Jane Austen (Image: Encyclopaedia Britannica)

This week, a judge in Lincolnshire took a novel approach to countering a budding white supremacist by sentencing him to… the magic of reading.

Ben John, a 21-year-old Nazi sympathiser long identified as a terror risk, who had been writing anti-immigrant and homophobic letters before graduating to downloading instructions on how to build a bomb, was found guilty in August of possessing material likely to be useful for preparing an act of terror. The charge carries with it a potential 15-year prison sentence.

John missed out on jail time “by the skin of his teeth”. Instead, he’s been set homework of reading the great English canon — swapping out white-supremacist literature for the work of Jane Austen, William Shakespeare, Thomas Hardy and Charles Dickens.

“An approach like this doesn’t come from any formal deradicalisation framework, except perhaps if the texts contain ideas that might change someone’s perspective,” Dr Clarke Jones of the Australian Intervention Support Hub at Australian National University told Crikey.

“So I’m in two minds — on the one hand, is there any evidence that this will be effective? On the other, hats off to the judge for looking for alternatives to prison time; once a young offender is the criminal justice system it can a be a very slippery slope.”

While there are many commonalities, there is no “one size fits all” factor that turns someone towards extremism. “There’s a number of reasons someone would join an extremist group,” Jones said. “Feeling they don’t belong, distrust of the government and police, a lack of belonging in the family — any number of things that might lead them to seek protection and identity.”

Indeed, the judge observed of John: “You are a lonely individual with few if any true friends.”

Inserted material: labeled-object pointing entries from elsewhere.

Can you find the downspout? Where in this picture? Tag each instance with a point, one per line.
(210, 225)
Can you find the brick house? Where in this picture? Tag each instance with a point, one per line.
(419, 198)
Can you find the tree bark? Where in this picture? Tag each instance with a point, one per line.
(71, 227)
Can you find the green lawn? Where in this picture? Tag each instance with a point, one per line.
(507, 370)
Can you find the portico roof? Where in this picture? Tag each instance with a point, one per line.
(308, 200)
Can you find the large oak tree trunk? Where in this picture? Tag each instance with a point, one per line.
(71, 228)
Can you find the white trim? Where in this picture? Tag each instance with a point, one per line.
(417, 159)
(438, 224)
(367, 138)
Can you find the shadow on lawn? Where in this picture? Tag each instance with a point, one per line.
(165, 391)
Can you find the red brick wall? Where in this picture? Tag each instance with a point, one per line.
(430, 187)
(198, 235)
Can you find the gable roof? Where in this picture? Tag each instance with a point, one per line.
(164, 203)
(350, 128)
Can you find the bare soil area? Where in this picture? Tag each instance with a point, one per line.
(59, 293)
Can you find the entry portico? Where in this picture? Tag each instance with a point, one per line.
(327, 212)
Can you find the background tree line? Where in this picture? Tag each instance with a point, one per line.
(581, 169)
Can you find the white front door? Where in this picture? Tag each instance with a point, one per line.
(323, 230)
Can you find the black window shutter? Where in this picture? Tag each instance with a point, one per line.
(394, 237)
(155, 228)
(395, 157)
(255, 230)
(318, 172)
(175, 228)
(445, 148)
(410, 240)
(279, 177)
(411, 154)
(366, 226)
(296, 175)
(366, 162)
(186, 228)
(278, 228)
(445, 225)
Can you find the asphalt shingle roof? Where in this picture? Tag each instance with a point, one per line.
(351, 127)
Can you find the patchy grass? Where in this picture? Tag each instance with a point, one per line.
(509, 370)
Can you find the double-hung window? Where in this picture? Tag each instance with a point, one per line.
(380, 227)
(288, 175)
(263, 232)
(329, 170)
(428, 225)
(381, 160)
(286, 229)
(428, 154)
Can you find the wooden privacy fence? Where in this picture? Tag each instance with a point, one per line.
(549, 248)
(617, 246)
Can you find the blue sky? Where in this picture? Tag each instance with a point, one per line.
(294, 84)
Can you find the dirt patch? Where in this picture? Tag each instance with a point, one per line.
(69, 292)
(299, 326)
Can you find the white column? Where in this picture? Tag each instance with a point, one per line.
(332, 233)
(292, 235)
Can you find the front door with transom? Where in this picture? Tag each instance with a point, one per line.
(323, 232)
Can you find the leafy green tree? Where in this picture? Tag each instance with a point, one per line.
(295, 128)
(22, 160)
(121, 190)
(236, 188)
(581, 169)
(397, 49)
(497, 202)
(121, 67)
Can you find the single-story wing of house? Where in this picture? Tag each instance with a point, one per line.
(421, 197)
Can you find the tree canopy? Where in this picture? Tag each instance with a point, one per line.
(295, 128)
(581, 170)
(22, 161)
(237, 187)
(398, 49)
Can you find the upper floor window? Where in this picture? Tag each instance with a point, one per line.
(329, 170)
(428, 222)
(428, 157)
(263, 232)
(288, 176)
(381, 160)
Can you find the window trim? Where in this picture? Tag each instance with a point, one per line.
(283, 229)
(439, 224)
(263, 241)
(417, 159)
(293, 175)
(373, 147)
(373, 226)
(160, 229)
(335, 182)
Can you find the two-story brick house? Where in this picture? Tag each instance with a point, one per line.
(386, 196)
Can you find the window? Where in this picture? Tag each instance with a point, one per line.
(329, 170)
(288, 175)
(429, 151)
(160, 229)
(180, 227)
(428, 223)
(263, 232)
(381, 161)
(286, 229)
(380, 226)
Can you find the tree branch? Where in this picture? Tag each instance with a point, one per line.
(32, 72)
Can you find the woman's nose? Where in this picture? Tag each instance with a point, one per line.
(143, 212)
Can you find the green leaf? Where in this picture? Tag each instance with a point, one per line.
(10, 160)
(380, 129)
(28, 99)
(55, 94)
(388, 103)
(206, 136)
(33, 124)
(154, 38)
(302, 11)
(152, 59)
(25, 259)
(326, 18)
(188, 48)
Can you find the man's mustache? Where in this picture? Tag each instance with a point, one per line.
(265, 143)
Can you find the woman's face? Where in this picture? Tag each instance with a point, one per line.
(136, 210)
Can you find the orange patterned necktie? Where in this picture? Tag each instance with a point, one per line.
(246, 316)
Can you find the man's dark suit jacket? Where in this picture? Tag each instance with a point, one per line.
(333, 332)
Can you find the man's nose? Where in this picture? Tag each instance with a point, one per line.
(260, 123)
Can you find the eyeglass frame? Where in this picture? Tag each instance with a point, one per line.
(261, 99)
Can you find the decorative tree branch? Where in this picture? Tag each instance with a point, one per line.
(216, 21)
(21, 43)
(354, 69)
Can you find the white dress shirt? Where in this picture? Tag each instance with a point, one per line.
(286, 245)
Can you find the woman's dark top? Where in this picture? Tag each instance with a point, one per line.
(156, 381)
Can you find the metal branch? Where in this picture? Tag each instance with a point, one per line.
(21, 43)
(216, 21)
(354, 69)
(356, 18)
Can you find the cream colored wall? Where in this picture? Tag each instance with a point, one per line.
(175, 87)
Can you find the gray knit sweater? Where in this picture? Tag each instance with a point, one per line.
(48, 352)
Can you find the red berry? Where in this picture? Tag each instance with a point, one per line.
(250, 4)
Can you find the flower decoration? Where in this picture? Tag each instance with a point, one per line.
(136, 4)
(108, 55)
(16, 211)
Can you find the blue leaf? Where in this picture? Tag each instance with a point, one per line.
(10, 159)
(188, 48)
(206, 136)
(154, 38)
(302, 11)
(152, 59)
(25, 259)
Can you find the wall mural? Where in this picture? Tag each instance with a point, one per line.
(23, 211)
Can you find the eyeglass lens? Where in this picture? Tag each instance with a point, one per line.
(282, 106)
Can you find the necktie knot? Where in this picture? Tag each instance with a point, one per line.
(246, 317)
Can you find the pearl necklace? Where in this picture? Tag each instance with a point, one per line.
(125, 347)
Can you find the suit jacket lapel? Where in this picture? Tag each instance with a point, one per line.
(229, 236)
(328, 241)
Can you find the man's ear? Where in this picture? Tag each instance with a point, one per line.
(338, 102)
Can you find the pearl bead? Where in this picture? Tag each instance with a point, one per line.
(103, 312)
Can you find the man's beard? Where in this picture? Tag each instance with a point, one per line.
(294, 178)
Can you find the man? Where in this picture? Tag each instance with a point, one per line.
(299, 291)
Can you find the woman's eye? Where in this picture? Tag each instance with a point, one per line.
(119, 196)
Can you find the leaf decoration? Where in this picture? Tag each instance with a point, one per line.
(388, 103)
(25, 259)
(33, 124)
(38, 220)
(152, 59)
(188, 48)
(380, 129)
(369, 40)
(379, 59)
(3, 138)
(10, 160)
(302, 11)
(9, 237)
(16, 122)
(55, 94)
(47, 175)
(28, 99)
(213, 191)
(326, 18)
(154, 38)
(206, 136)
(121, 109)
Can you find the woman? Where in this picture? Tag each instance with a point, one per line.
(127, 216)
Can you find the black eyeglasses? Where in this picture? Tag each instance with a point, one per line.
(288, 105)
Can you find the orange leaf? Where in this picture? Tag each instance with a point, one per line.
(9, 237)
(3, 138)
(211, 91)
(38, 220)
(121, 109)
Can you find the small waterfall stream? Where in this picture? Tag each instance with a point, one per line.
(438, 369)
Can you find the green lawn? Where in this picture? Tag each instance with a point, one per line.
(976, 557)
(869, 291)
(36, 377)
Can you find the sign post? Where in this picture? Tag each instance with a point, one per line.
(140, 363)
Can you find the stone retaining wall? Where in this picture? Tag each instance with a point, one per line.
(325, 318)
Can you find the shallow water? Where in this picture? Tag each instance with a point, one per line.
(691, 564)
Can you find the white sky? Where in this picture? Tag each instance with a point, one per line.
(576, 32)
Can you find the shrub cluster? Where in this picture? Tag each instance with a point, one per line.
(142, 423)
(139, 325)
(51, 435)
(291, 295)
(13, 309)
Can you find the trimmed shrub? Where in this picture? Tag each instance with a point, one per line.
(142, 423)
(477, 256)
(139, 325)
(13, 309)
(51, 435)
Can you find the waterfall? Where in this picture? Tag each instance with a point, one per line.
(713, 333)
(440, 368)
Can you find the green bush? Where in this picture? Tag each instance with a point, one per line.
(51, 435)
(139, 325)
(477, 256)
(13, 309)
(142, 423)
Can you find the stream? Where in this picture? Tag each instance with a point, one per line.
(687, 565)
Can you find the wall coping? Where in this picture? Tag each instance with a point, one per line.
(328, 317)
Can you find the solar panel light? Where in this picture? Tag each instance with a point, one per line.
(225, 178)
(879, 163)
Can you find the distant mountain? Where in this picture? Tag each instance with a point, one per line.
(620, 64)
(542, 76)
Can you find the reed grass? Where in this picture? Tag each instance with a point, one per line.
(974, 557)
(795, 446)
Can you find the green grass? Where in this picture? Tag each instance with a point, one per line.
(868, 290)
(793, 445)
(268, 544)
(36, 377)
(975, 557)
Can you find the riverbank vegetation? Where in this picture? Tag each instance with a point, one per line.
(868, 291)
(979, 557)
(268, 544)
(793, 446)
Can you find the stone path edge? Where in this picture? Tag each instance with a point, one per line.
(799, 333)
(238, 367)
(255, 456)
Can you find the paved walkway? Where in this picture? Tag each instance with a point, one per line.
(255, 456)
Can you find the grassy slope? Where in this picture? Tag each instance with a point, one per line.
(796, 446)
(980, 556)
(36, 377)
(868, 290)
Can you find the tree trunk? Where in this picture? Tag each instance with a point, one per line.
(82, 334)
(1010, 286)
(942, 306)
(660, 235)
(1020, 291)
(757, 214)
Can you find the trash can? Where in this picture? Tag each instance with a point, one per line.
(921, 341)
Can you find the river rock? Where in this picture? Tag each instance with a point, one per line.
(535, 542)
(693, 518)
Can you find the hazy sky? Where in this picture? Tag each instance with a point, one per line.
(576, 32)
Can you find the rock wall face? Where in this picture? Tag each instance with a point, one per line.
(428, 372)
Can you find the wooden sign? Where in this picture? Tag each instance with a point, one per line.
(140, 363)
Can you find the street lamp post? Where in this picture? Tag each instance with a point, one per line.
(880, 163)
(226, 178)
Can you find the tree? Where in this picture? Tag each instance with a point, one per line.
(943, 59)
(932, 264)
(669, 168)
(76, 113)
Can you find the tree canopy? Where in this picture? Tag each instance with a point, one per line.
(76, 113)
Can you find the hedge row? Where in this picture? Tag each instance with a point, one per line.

And just as surely, there is no one thing that turns people away from those same groups. Even if there were a strong evidence base for literature as a way out, John is unlikely to read the line, “I shall do one thing in this life — one thing certain — that is, love you, and long for you, and keep wanting you till I die,” blink away a tear and realise in a moment what a pathetic lie had seduced him.

“People are not in the group one day and out of the group another day,” distinguished professor of sociology Kathleen Blee told the Southern Poverty Law Centre back in 2016. “Also, people have to exit on many levels. They have to exit in the sense of breaking their ties with people, changing who they’re hanging around with. They exit in terms of leaving the lifestyle, maybe the criminal actions or the violent actions they were associated with. And they exit in terms of changing their ideas.”

Beyond the effectiveness, of course, is whether one can imagine a young Muslim man, arrested after bellowing anti-Semitism and homophobia online and downloading a bomb-making manual, sentenced to brushing up on the classics.

“I certainly haven’t seen this with young Muslim offenders — in fact, it’s been quite the reverse,” Jones said. “Harsher sentences are the norm and those leaving prison have a harder time reintegrating due to strict control order being placed on them. I’ve worked on several legal cases to try and reduce the time offenders spend on Extended Supervision Orders.”